Tout d’abord, votre équipe médicale s’efforcera de déterminer de quel type d’hépatite vous souffrez. L’hépatite fait référence à une inflammation du foie et peut être causée par divers facteurs, notamment des virus, l’abus d’alcool, des médicaments et des maladies chroniques. Les causes virales de l’hépatite comprennent :

  • Hépatite A
  • Hépatite B
  • Hépatite C
  • Hépatite D
  • Hépatite E
  • Cytomégalovirus (CMV)
  • Virus d’Epstein-Barr (EBV)

D’autres formes de maladie du foie peuvent également présenter des symptômes similaires à ceux de l’hépatite auto-immune. Votre équipe médicale éliminera les maladies hépatiques suivantes lors de votre bilan :

  • Cirrhose
  • Maladie hépatique stéatosique, anciennement connue sous le nom de stéatose hépatique
  • Cancer du foie
  • Hémochromatose
  • La maladie de Wilson

Comment se préparer à votre premier rendez-vous avec un hépatologue
Réfléchissez aux questions que le médecin pourrait vous poser. Prévoyez du temps pour vous asseoir et prendre des notes avant le rendez-vous. Notez chacun de vos symptômes et depuis combien de temps ils durent. Pensez à tous les membres de votre famille qui ont des antécédents de maladie du foie ou de maladies auto-immunes et notez-les également. Enfin, créez une liste de tous les médicaments, vitamines et suppléments que vous prenez actuellement. 

Foire aux questions 

Que se passe-t-il après avoir reçu un diagnostic d’AIH ?

Après avoir reçu un diagnostic d’hépatite auto-immune, votre médecin s’entretiendra avec vous pour élaborer un plan de traitement. Si vous ne consultez pas déjà un spécialiste du foie, appelé hépatologue, vous serez orienté vers un spécialiste. 

Un diagnostic d’hépatite auto-immune peut-il être autre chose ?

Certains symptômes et résultats de laboratoire découverts dans l’hépatite auto-immune sont également courants dans d’autres maladies chroniques. Votre équipe médicale s’efforcera d’exclure toute autre cause possible de vos symptômes. Certaines maladies à exclure comprennent d’autres types d’hépatite, certaines infections virales et d’autres affections hépatiques telles que la maladie hépatique stéatosique.

Quels tests sont utilisés pour diagnostiquer l’hépatite auto-immune ?

L’hépatite auto-immune est généralement diagnostiquée par des analyses de sang et une biopsie du foie.
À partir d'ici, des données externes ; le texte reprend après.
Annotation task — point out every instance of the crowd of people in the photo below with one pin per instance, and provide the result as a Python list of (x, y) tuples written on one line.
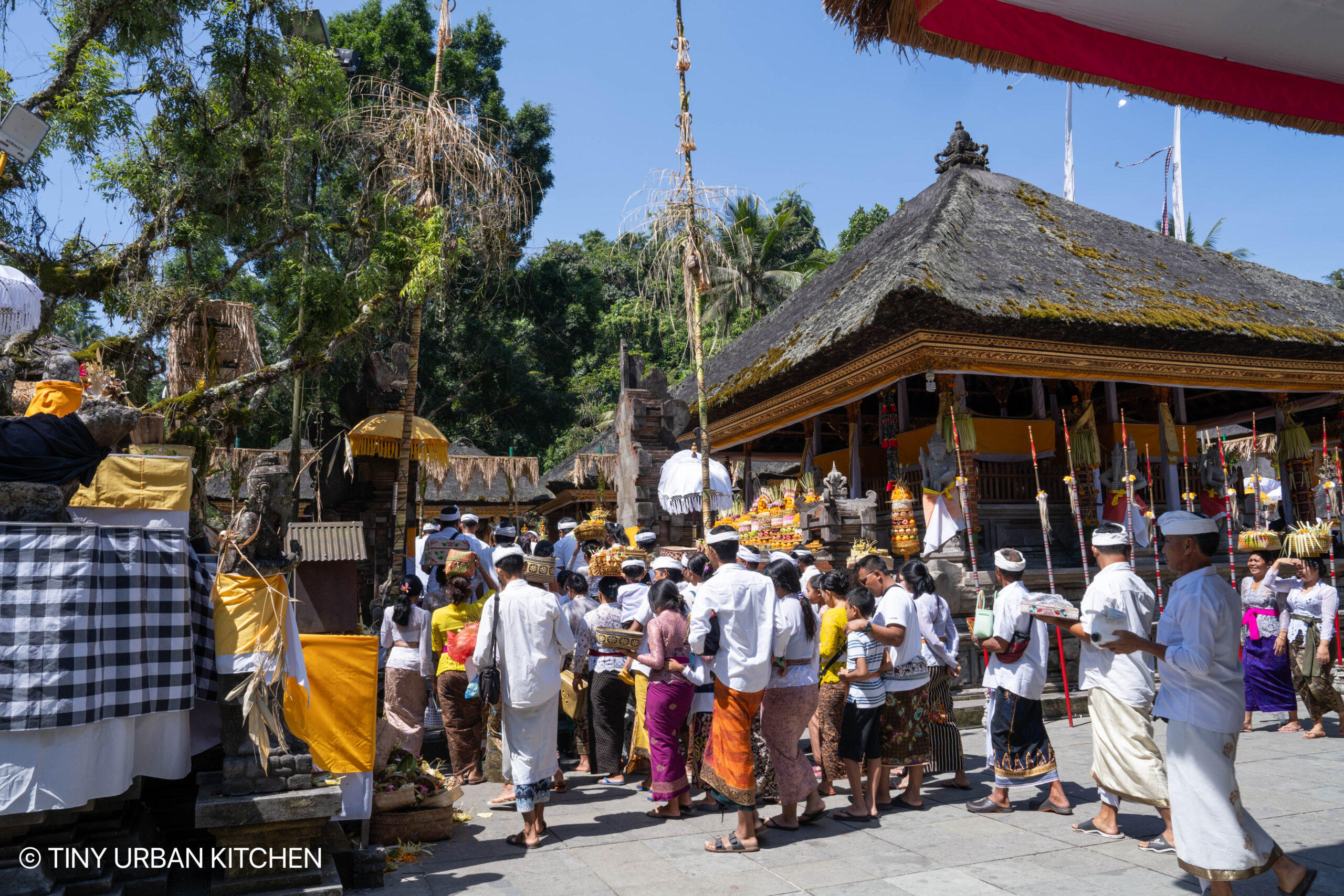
[(740, 655)]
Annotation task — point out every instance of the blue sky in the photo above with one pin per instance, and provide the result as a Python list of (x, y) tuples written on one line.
[(783, 101)]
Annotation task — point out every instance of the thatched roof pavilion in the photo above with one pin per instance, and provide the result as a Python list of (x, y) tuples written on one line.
[(984, 273)]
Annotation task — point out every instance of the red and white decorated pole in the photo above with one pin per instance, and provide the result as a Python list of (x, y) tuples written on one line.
[(1227, 508), (1158, 561), (1189, 498), (1050, 574), (1073, 500)]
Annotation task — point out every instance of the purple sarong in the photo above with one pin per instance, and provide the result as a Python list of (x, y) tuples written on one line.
[(1269, 681), (664, 714)]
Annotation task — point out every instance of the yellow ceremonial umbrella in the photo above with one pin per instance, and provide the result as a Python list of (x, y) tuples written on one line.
[(381, 436)]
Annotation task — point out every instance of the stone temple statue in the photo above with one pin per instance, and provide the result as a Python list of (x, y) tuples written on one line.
[(261, 525), (961, 151)]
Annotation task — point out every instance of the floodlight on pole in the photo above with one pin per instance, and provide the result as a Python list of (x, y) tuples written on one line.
[(20, 135)]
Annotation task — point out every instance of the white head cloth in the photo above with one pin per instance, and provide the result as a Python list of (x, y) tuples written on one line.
[(1186, 523)]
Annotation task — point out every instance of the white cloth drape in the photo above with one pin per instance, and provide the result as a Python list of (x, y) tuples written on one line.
[(66, 767)]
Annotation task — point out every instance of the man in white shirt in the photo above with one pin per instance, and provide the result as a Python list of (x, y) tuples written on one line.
[(531, 640), (1127, 762), (566, 550), (484, 575), (905, 719), (1203, 702), (1016, 743), (742, 606)]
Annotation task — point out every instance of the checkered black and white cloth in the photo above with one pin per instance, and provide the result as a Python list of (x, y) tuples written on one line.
[(100, 623)]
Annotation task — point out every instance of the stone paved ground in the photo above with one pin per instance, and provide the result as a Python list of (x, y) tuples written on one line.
[(601, 842)]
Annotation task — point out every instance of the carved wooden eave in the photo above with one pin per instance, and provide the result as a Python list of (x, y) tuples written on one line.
[(975, 354)]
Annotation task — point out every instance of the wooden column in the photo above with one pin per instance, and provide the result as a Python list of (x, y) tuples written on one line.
[(855, 437), (1038, 398)]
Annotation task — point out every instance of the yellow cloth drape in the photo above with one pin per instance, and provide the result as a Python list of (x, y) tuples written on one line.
[(339, 716), (139, 483), (56, 397), (246, 613)]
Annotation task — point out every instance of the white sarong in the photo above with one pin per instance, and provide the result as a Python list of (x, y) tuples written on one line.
[(1127, 761), (1215, 836), (530, 742)]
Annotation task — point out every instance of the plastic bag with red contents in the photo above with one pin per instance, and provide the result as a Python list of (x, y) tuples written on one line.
[(461, 645)]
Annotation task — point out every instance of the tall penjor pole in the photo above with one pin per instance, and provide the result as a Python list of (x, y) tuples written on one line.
[(965, 513), (1129, 484), (1158, 561), (1227, 508), (1050, 570), (1073, 499)]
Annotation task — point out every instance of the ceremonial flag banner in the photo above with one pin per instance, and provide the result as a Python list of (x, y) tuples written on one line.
[(339, 718)]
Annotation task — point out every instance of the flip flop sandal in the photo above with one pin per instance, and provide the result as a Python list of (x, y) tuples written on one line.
[(730, 844), (1090, 828), (1158, 846), (1306, 884), (1045, 805)]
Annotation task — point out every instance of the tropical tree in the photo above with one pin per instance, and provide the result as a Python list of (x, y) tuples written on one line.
[(757, 273)]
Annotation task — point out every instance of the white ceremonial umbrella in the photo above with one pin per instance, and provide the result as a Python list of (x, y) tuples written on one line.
[(680, 486), (20, 301)]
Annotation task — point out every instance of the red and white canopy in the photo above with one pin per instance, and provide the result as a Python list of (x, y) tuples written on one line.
[(1275, 61)]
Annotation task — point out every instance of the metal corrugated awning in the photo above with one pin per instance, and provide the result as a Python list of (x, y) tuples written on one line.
[(330, 541)]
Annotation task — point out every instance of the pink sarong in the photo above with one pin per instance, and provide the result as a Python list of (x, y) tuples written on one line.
[(664, 714)]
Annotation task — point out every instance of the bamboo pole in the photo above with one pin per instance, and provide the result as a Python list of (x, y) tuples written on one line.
[(1227, 508), (1158, 561), (1073, 500), (1050, 577)]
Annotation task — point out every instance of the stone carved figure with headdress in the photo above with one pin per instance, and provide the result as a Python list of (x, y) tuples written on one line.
[(257, 544)]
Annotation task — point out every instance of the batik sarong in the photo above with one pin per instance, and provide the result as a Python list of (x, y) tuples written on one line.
[(1269, 678), (404, 704), (667, 707), (830, 715), (1126, 758), (1019, 747), (768, 787), (463, 723), (606, 722), (944, 735), (639, 733), (1314, 680), (1215, 836), (728, 767), (785, 714), (905, 729)]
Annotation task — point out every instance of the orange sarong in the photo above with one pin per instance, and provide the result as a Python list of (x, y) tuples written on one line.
[(728, 758)]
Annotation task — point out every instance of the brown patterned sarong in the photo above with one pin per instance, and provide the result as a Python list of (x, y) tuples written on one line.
[(905, 729), (830, 714), (728, 767), (463, 722), (785, 714), (404, 705)]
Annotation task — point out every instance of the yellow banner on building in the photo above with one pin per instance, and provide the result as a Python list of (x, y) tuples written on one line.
[(339, 718), (139, 483)]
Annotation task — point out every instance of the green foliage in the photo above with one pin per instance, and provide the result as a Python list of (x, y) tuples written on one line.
[(862, 224)]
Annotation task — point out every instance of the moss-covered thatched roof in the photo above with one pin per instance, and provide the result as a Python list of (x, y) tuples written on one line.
[(982, 253)]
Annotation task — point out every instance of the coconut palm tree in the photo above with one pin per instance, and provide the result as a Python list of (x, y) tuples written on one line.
[(756, 273)]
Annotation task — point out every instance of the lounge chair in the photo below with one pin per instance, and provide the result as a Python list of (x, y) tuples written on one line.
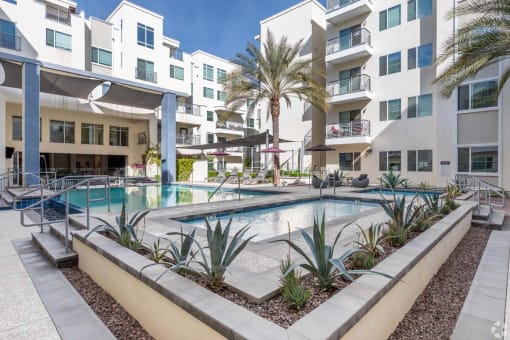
[(360, 182), (318, 183)]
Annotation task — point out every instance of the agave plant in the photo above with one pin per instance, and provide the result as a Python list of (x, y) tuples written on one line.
[(322, 264), (402, 218), (221, 252), (124, 231), (392, 180)]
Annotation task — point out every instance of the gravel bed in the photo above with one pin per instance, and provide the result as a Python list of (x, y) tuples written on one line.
[(435, 312), (114, 316)]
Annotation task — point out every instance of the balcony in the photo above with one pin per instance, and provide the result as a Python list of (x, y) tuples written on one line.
[(229, 128), (350, 90), (144, 74), (10, 41), (188, 140), (342, 10), (354, 132), (354, 46), (58, 14), (189, 114)]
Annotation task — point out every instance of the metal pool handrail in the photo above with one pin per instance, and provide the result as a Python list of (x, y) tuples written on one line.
[(224, 181)]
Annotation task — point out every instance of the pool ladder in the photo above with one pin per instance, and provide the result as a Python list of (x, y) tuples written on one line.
[(223, 182), (66, 184)]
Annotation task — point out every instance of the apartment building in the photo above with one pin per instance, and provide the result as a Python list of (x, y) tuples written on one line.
[(386, 113)]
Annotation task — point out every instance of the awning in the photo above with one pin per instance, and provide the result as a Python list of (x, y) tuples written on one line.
[(52, 81), (259, 139), (131, 96)]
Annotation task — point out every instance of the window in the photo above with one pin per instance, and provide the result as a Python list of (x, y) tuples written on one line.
[(419, 160), (420, 106), (176, 72), (17, 128), (389, 18), (8, 35), (102, 57), (61, 132), (58, 40), (91, 134), (350, 161), (390, 161), (221, 95), (208, 93), (145, 36), (221, 76), (420, 56), (145, 70), (119, 136), (482, 159), (418, 9), (478, 95), (390, 110), (208, 72), (389, 64)]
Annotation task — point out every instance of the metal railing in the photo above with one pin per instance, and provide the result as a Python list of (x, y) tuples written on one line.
[(351, 85), (190, 109), (490, 193), (188, 140), (10, 41), (355, 38), (144, 74), (337, 4), (58, 14), (355, 128), (224, 181), (65, 187)]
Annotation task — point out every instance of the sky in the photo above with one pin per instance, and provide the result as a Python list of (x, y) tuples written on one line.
[(220, 27)]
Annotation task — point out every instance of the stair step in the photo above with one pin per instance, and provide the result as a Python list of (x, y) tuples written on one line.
[(53, 248), (59, 230)]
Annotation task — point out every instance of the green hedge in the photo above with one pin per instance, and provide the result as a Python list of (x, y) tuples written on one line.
[(184, 169)]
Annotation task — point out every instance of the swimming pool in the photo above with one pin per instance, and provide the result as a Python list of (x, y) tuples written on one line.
[(151, 197), (271, 222)]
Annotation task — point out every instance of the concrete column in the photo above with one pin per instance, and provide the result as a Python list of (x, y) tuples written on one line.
[(3, 132), (31, 120), (168, 151)]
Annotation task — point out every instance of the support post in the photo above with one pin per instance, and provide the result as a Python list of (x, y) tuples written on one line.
[(168, 131), (31, 121)]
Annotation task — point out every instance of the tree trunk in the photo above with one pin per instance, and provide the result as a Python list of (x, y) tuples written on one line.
[(275, 115)]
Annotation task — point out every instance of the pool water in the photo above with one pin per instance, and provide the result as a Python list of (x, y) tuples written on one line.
[(270, 222), (151, 197)]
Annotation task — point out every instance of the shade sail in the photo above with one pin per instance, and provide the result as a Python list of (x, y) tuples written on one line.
[(259, 139), (52, 81), (131, 96)]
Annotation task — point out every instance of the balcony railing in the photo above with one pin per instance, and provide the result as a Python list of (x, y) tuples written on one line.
[(176, 54), (229, 126), (58, 14), (356, 38), (337, 4), (189, 109), (188, 140), (144, 74), (10, 41), (355, 128), (345, 86)]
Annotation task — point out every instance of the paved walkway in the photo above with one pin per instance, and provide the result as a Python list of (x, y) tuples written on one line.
[(22, 314)]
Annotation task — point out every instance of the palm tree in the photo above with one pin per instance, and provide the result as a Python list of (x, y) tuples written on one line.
[(274, 73), (480, 42)]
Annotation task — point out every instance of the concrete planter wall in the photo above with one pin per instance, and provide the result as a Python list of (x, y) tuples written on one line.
[(176, 308)]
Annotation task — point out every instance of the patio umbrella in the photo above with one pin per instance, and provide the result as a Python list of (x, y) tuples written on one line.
[(219, 153)]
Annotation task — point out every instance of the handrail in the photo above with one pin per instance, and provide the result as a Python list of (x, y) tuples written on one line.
[(224, 181)]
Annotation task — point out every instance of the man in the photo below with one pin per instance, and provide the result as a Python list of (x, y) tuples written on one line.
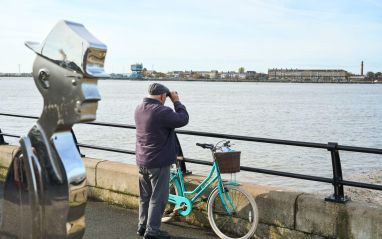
[(156, 150)]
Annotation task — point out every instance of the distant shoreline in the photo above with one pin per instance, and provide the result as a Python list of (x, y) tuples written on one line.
[(238, 80), (232, 80)]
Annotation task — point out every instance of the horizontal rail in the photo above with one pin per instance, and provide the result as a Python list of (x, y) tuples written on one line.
[(235, 137), (337, 180), (242, 168)]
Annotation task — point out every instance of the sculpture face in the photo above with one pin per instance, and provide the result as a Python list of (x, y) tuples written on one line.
[(66, 74)]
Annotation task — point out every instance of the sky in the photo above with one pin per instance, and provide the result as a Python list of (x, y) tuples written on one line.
[(207, 35)]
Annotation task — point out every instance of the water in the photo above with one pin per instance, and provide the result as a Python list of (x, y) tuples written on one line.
[(343, 113)]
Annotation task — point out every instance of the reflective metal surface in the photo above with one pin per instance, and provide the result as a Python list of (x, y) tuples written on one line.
[(45, 188)]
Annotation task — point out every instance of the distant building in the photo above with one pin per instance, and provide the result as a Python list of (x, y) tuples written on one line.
[(299, 75), (136, 71)]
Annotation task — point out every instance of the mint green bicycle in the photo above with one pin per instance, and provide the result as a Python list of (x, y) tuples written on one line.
[(232, 212)]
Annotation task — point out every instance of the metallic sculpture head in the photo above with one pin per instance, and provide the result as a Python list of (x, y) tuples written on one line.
[(66, 69), (45, 188)]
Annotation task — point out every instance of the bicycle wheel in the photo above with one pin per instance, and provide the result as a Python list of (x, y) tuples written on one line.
[(169, 209), (243, 220)]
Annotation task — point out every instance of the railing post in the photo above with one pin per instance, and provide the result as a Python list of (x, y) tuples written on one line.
[(338, 195), (2, 141), (75, 141)]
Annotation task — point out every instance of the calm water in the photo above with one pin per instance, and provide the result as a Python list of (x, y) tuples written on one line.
[(347, 114)]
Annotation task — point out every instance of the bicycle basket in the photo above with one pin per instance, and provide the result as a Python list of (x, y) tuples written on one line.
[(228, 162)]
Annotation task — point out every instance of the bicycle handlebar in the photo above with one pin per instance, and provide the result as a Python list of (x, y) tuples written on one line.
[(205, 146)]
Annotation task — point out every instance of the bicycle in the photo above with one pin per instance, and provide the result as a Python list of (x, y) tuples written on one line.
[(232, 212)]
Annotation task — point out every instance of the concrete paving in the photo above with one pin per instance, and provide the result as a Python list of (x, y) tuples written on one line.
[(112, 222), (104, 221)]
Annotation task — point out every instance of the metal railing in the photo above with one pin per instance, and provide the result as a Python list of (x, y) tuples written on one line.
[(334, 148)]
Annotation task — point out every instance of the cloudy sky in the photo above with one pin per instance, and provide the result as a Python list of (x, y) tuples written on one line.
[(206, 34)]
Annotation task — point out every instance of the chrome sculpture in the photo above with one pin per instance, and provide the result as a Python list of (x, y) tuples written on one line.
[(45, 189)]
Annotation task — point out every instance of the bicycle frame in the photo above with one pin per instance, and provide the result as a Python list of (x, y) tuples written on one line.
[(183, 195)]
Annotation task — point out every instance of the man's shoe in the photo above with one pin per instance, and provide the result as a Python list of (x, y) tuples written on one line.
[(161, 235), (141, 231), (157, 237)]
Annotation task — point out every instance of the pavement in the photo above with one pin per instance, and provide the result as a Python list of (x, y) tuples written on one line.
[(109, 221), (105, 221)]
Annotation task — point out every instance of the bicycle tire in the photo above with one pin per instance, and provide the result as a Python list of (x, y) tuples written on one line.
[(168, 214), (242, 223)]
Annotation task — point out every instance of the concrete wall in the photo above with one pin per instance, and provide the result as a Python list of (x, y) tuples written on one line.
[(282, 214)]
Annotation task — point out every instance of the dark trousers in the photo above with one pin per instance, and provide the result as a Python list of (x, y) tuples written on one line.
[(153, 190)]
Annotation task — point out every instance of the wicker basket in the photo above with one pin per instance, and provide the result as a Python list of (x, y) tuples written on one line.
[(228, 162)]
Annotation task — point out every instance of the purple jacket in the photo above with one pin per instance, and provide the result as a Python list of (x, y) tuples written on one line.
[(156, 144)]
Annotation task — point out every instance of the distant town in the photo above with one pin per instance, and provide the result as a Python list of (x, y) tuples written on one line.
[(138, 72)]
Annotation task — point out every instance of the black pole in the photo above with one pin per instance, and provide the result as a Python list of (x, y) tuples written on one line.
[(338, 195), (75, 141), (2, 141)]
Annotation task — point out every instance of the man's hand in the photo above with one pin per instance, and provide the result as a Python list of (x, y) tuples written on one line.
[(174, 96)]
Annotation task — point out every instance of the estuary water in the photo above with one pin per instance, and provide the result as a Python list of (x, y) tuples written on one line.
[(350, 114)]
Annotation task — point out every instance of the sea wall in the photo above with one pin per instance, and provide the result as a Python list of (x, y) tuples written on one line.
[(282, 214)]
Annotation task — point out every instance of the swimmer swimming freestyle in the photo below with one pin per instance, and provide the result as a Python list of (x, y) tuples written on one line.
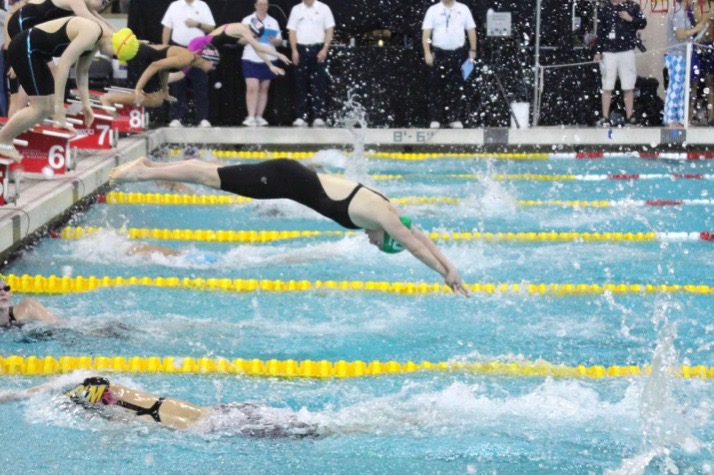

Les tests sanguins à prévoir comprennent les enzymes hépatiques, les tests de la fonction hépatique, les ANA, les IgG sériques et autres gammaglobulines, les anticorps anti-microsomes hépatiques de type 1 et les anticorps anti-muscles lisses.

Un diagnostic d’AIH est-il fatal ?

Si elle n’est pas traitée, l’hépatite auto-immune peut être mortelle. Un diagnostic et un traitement précoces sont essentiels pour obtenir un bon pronostic.

Pour les personnes qui répondent positivement au traitement, le taux de survie à 10 ans est d’environ 83,8 % à 94 %. Sans aucun traitement, 40 à 50 % des personnes atteintes d’hépatite auto-immune grave mourront dans les six mois à cinq ans.